Korkunun ilk kez ne olduğunu tam anlamıyla on iki yaşlarımda anlamıştım. Bu bir canavardan ya da izlediğin korkunç bir şeyden sonra hissettiğim duygu değildi. Bu kaybetme duygusuydu, babamı kaybetmiştim. Sebebi basitti ama sonucu hiçte basit durmuyordu. Sonucu ölümdü, hastaydı, düzeltiyorum çok hastaydı, nasıl bir hastalıktı bu, ölümle sonuçlanacak kadar. Kanser mi? Veba mı? Grip mi? Hayır elbette hiçbiri değildi.İçimi saran adrenalin korkuya karıştığında, aklıma babamın gelmesini engelleyemedim. Korktuğum her şeyde aklıma o gelirdi, kabuslarımda o yanıma koşardı, çocukluğumdan kalma bazı garip anıları hatırladığımda korkardım ve o yanımda olurdu. Fırtınalı bir anıda sığındığım liman kentiydi, oldukça güvenli ve fırtınayı dindirecek kadar samimi gülüşü, güneşin fırtınayı engellemesini sağlıyordu.
Üzerime doğru atılan ve herhangi bir yürüyüşçünün beni ısırıp ısırmadığını kontrol etmek isteyen ilkel ve tacizci sarışın içimdeki korkunun boyutunu her geçen saniye arttırıyordu. Çok bencilceydi, biliyorum. Ailemin yanında dönüşeceğim için kalmıyordum, kendimi herkesten soyutlamak için kaçıp gidiyordum. Hiçbir şeye dair bir umut beslemeden. Karşıma çıkan kulübe içime bazı umut tohumları ekiyordu ve sonra sebepsiz yere kendimi buraya ait hissettim. Bencil olacak kadar dönüşeceğimi bile bile burada kalmak istedim. Bir kez olsun bencil olmak ve sadece kendimi iyi hissetmek, kendimi dışlanmamış hissetmek istedim.

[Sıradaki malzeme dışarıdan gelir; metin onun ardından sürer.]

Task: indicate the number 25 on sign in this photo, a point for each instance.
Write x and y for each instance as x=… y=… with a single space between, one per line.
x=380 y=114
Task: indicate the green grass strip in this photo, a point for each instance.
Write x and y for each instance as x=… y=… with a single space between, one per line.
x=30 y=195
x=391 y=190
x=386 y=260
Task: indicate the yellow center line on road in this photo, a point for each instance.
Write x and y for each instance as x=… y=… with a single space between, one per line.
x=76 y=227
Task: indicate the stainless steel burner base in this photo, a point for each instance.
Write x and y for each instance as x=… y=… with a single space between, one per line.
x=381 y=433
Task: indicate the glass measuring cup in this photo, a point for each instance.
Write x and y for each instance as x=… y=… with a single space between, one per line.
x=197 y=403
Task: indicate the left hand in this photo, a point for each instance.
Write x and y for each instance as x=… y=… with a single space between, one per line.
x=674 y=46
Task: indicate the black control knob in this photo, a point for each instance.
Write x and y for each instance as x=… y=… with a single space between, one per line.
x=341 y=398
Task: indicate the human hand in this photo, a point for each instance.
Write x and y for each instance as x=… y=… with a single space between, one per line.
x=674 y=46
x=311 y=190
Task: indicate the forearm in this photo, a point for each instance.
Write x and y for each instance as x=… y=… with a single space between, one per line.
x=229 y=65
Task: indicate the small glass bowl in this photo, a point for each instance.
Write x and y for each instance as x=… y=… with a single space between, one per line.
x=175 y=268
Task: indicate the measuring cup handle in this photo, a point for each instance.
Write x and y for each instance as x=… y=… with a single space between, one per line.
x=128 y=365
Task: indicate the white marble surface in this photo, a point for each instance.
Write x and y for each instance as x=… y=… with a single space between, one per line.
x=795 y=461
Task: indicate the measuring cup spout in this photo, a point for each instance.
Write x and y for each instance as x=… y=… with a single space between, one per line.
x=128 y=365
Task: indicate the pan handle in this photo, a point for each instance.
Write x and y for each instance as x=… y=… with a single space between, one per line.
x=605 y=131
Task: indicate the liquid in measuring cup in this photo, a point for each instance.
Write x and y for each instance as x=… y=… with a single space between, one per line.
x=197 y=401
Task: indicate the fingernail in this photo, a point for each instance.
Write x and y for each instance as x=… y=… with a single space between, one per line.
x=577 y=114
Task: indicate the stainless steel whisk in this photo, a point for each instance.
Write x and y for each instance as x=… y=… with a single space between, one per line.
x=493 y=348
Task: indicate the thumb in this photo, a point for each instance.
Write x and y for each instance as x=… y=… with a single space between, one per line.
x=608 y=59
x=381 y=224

Korkuyordum. Oldukça fazla. İçimdeki hayatta kalma iç güdüsü her saniye kanıma daha fazla pompalanıyordu. Yaşamak istiyordum, sadece hayatta kalmadan, gelişerek, kendimi geliştirerek, yaşamak istiyordum. Kendi monoton hayatıma dönmek istiyordum. Hem o da dememiş miydi, ilkel sarışının tablosunda öyle yazmıyor muydu? Yaşamın hayatta kalmaktan fazlası olduğu yazmıyor muydu?
"Her ikiside," diyerek sarışının uzun zaman önce sorduğu soruya cevabımı geçte olsa düşüncelerimden sıyrılabildiğimde vermiştim. Hem ilkel hemde tacizci bir sarışındı, hem evinden gitmemi istiyordu, hemde kalmamı...tamam kalmamı istemesi bireysel bir şey değildi ama yinede bu kadar çelişkili ve zıt ifadelerin yan yana gelmesi bir gün için oldukça fazlaydı.
Verdiğim cevapla yüzünde bir sırıtma oluşurken, bana doğru yaklaştı, iyice. İç güdüsel olarak bir adım geri atsamda, daha da geri adım atmadım, ailemden ayrılmam artık kendi başımın çaresine bakabilmemi ve büyüdüğüm anlamına geliyordu. Bu ilkel sarışından da hiç korkmuyordum. Senin de dediğin gibi baba: korkmuyorum,korkmuyorum, korkmuyorum. Defalarca söylediğinde beynin bunu hissediyordu, inanmasa bile. Hissetmediğin zamanda alışıyordun.
Daha çok yaklaştığını ancak boynumla kulağım arasındaki bir yere hücum eden sıcak nefesten anladım. Vücudumun belkide en hassas noktası boynumdu, ister buna gıdıklanma diyin ya da başka ne derseniz diyin ama omurgamın tamamında bir ürperti hissettim. Refleksen sol boynuma verdiği nefesiyle ona yer verir gibi açtım ve bu hâlime küfrettim. Lanet Alicia! Kendini komik duruma düşürdün. Sarışının sırıtmasının artışı buna işaretti! Lanet olsun!
"Merak etme," dedi ve nefesini yeniden verdi ve kulağıma doğru üfledi, bundan zevk alır gibi bir hâli vardı, yüzümdeki mimiklerden bile zevk alır gibi bir hâli vardı.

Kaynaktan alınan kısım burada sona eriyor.